Radu Portocala
À partir de la fin des années 1950 et pour bien longtemps ensuite, Domenico Modugno a été l’un des plus connus chanteurs italiens, gagnant plusieurs fois la première place dans des concours et festivals internationaux. Au début de l’automne 1962, il fut invité à Bucarest pour trois concerts, organisés dans l’immense Salle des congrès.
Les billets, bien entendu, s’épuisèrent en un rien de temps, mais, dans un élan de générosité, les autorités laissèrent une chance à ceux qui voulaient entendre et, surtout, voir le chanteur : le dernier concert allait être transmis à la télévision. Même si, à l’époque, les téléviseurs étaient encore peu nombreux, on trouva moyen de se faire inviter par un parent ou un voisin qui en possédait un. Ainsi, certains appartements – dont le nôtre – furent transformés en salles de spectacle, les invités étant si nombreux que quelques-uns furent obligés d’apporter leurs propres chaises.
La plupart des chansons étaient déjà connues du public roumain, très friand alors de musique italienne. Les applaudissements étaient assourdissants. Mais la salle, secrètement, avait un espoir. Dans le répertoire de Modugno il y avait une version, certes allégée, mais très bien chantée du « Ave Maria » de Schubert. Pour des raisons évidentes – la lutte contre le « mysticisme » était encore acerbe en Roumanie – les organisateurs l’avaient enlevée du programme proposé par le chanteur. Le public, néanmoins, attendait un miracle.

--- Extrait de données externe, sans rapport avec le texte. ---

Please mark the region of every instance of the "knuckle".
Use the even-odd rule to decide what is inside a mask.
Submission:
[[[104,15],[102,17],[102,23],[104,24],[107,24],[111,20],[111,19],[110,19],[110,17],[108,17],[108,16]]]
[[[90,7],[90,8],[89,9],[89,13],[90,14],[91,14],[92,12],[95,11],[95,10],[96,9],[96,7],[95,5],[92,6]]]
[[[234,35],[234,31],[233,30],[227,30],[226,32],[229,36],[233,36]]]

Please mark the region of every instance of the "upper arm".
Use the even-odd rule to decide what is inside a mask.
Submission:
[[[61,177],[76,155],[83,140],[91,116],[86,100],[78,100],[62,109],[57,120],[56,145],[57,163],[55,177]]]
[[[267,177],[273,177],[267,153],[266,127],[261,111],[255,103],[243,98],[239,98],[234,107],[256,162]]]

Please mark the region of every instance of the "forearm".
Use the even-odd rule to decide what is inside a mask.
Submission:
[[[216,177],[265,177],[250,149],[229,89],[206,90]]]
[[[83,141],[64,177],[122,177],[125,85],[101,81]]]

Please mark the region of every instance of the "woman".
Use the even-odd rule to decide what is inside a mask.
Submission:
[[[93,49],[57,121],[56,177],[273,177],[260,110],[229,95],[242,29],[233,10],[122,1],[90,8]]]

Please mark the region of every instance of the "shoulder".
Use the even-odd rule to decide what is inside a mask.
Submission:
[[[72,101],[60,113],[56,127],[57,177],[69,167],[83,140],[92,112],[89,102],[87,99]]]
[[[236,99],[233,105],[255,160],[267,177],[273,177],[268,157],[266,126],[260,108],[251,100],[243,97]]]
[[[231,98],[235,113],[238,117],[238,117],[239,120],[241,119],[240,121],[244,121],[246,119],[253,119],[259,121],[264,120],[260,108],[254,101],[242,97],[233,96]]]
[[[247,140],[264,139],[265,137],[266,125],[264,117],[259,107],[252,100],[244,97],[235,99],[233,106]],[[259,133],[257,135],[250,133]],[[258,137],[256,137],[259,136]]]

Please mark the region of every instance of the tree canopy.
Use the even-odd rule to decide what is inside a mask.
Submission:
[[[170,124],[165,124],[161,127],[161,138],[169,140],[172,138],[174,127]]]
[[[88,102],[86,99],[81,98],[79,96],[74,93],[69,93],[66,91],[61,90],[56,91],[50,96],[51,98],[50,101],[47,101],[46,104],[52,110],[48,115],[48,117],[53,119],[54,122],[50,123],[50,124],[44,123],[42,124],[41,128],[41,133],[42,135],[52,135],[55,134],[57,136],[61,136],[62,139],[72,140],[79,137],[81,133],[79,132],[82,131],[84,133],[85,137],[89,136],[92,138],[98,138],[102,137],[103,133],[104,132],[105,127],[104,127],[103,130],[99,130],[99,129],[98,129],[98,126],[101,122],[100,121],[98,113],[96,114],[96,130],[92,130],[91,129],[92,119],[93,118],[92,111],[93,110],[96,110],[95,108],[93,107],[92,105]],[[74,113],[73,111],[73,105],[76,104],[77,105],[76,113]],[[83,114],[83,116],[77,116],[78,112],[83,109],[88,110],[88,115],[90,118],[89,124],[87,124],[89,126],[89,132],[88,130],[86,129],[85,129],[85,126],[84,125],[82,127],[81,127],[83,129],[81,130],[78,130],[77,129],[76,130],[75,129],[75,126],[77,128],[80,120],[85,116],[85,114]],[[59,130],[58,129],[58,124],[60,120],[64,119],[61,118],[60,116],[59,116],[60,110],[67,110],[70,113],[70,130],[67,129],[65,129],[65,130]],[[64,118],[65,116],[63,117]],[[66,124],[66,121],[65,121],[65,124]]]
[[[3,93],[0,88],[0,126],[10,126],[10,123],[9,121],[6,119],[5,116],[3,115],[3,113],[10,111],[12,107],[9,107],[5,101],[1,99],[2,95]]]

À la fin de son tour de chant, Modugno revint sur scène sous les applaudissements de plus en plus puissants et offrit plusieurs chansons supplémentaires. Finalement, les projecteurs s’éteignirent et l’immense cortine se ferma. Mais personne ne quitta la salle et tout le monde continua à applaudir. Au bout d’un moment, Modugno, qui avait abandonné sa veste, sortit entre les lourds pans de velours et salua ses admirateurs. Il fit encore deux ou trois sorties, alors que la salle refusait de se vider. La dernière fois, il avait un microphone à la main. Le public comprit, et un silence absolu descendit dans la salle. Seul, sans l’accompagnement de l’orchestre, il commença à chanter « Ave Maria ». Sur-le-champ, quelqu’un prit la décision inepte d’éteindre toutes les lumières. Presque dans le noir – seules les lampes de sécurité étaient encore allumées –, peut-être même enhardi par cette forme de censure, Modugno alla jusqu’au bout de la chanson. La télévision, elle, de manière incompréhensible, n’arrêta pas la transmission.
Ce fut comme une sorte de révolution. Peu comptait pour nous que Modugno ne risquait rien en outrepassant l’interdiction qui lui avait été faite. Ce qui nous émerveillait, c’était de voir qu’il avait pris la liberté dont on avait voulu le priver. C’était, en réalité, la liberté qui résonnait sous la vaste coupole. Et c’était ce malgré eux qui nous importait et nous fascinait en écoutant. Cet homme seul, en chemise, au bord de la scène, dans la salle obscure, chantant ce qu’on lui avait dit de ne pas chanter, était un homme libre. Cela nous semblait soudain une chose simple, à nous qui ne connaissions plus la liberté. Nous lui étions reconnaissants. Quant à moi, je comprends maintenant qu’une vérité précieuse venait, inconsciemment sans doute, de s’inscrire dans mon esprit.